Aku sendiri berusaha menutupi fikiran jelekku tentang mereka yang pasti belum pernah merasakan penderitaan yang bisa dibilang kenikmatan orang berpuasa.
” Namanya juga ibadah.” jawabku.
“ Ngapain lue pake puasa segala kaya puasa lue diterima aja, udah mendingan batalin aja, kita makan bakwan.” kata kiting seenaknya sambil menaikkan kakinya ke atas bangku.
Aku tak sabar dengan kata-katanya yang satu itu, aku berubah panas.
“ Apa lue tau, gak puasa sehari.......aja, kita harus ganti rugi perbuatan kita berapa lama?, bertahun-tahun, coba dech lue itung berapa utang lue sama ALLAH dari umur tujuh tahun sampe sekarang semenjak lue gak puasa-puasa, gue harap lue meninggal dalam keadaan semua dosa lue udah di ampuni, chao!!.” ucapku dalam lalu segera pergi secepat kilat.
Sementara mereka terdiam kaku, mungkin sedikit tersadar sehabis mendengarkan kata-kataku.

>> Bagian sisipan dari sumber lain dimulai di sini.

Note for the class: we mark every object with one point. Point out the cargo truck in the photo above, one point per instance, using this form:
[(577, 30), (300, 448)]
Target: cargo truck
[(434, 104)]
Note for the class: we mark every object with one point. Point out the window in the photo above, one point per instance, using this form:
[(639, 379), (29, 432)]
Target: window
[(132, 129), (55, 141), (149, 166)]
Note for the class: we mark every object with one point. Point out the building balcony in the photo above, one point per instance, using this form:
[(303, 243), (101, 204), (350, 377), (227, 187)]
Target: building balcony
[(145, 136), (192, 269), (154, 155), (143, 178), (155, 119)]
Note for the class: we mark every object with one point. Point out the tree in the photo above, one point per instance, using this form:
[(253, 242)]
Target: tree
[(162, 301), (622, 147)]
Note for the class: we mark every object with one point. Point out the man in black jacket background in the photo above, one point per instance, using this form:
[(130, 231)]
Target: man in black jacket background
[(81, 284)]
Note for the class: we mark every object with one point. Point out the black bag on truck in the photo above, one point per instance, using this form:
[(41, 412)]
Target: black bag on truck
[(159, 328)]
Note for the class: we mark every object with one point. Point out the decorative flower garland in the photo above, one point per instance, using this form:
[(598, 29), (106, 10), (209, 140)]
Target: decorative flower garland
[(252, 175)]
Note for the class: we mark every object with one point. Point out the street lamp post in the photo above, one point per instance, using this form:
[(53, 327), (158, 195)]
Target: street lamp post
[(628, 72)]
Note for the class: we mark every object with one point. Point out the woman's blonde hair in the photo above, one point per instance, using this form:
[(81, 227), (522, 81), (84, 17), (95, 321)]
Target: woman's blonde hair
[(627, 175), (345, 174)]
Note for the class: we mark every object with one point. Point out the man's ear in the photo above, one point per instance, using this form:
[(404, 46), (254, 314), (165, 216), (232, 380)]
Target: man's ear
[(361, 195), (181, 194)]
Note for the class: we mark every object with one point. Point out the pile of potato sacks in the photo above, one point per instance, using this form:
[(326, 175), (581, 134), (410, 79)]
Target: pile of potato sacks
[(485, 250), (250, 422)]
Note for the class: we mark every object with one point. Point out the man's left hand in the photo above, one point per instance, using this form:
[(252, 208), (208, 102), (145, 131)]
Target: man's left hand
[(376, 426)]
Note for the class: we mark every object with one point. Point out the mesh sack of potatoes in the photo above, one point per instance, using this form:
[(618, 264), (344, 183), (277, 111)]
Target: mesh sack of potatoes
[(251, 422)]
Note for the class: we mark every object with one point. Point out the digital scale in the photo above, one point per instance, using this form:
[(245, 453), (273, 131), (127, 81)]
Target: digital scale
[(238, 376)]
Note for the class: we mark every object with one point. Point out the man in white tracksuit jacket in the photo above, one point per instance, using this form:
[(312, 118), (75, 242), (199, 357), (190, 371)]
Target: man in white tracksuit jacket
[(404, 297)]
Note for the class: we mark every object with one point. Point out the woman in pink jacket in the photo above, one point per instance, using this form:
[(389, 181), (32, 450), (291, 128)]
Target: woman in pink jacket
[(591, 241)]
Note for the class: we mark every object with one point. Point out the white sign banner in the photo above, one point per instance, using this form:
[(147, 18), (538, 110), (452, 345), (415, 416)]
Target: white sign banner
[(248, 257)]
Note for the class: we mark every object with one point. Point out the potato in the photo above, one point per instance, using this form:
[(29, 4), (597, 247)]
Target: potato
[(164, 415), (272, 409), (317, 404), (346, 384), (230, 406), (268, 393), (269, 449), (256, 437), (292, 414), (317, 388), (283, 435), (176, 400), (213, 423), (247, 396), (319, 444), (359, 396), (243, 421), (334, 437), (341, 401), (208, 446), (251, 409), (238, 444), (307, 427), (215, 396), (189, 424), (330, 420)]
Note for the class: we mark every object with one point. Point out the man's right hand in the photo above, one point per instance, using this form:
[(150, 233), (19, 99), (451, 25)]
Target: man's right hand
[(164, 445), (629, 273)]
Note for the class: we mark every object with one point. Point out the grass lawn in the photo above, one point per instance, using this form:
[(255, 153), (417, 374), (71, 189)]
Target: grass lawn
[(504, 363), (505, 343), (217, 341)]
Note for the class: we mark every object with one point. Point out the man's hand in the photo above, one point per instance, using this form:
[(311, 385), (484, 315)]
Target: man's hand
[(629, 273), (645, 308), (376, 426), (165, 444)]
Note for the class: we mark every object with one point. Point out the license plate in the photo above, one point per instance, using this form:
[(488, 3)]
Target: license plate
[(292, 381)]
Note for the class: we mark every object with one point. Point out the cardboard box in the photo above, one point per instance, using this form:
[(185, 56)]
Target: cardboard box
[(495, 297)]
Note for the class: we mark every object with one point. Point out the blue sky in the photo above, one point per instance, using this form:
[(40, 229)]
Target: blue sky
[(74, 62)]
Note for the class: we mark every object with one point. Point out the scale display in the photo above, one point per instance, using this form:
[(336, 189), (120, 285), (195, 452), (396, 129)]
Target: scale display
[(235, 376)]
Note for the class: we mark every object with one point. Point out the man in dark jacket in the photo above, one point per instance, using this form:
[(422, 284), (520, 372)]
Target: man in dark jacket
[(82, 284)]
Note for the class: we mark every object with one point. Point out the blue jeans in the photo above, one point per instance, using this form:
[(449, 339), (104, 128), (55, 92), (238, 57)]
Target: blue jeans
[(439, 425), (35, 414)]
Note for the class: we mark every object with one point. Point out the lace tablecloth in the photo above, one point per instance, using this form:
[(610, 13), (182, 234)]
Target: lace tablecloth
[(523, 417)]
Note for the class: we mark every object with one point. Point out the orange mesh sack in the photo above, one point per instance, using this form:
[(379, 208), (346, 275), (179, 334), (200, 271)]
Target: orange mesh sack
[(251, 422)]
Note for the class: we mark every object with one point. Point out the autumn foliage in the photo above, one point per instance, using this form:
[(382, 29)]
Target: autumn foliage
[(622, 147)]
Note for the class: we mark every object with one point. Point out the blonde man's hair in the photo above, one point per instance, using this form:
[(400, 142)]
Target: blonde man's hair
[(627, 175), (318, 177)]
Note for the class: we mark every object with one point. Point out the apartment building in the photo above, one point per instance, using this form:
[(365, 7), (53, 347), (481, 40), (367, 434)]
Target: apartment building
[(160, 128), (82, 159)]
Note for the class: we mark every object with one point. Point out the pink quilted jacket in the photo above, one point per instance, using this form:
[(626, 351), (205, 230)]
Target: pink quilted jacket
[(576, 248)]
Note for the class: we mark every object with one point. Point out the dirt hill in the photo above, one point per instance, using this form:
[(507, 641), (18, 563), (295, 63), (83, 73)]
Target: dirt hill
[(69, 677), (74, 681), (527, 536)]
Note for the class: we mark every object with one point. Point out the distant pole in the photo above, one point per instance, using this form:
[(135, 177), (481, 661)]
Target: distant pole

Aku merasa lega bisa menolak ajakan mereka, aku bangga bisa menyadarkan mereka, aku juga berbangga hati karna sering mendengar khotbah di masjid setiap habis shalat jumat dan membuatku mengetahui banyak tentang agama, dan mulai hari ini aku mengerti kalau aku harus berhati-hati dalam memilah teman.
Orang lain bisanya hanya menjadi penyebab untuk hidup seseorang, akan tetapi ketika seseorang sudah terpuruk karnanya hanya dia seoranglah yang bisa bertanggung jawab atas hidupnya, bukan mereka.
Kaya hewan yang punya rantai makanan, manusia juga punya rantai kehidupan. aku masih remaja jadi ujian kehidupanku masih dibilang gak begitu berat kaya godaan kecil yang ke tiga yaitu Cewek.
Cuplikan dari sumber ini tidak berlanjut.